After the earthquake in Ljubljana in Slovenia in 1895, seismological investigations under the auspices of the Austrian Academy of Sciences began, which culminated in the establishment of the Seismological Service of Austria in 1904 at the ZAMG. Today, the activities of the department also include environmental and applied geophysics as well as hosting the Austrian National Data Centre (NDC–AT) for the observation of nuclear tests worldwide within the frame of the Comprehensive Test Ban Treaty Organization (CTBTO). In addition, the department maintains strong links with the Austrian Society for Earthquake Engineering and Structural Dynamics (OGE).
The department contributes worldwide to the understanding of processes in the Earth’s interior. This information also assists in dealing effectively with natural hazards which may affect people, buildings, dams and construction sites.
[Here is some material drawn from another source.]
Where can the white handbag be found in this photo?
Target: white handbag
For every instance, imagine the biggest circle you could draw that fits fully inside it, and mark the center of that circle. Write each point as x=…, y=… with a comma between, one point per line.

It also supplies the Austrian Federal Warning Agency, the Austrian Army and Non-Governmental Organizations with information regarding natural disasters elsewhere.
Geophysicists study the internal structure of the earth using gravity, magnetic, electrical and seismic methods to investigate the evolution of the earth, earthquakes, tsunamis, landslides, changes of the Earth’s magnetic field and volcanoes. In addition, magnetic and geo-electrical measurements and georadar are used to detect hidden waste deposits, natural resources and last but not least historical artefacts (ArcheoProspections®).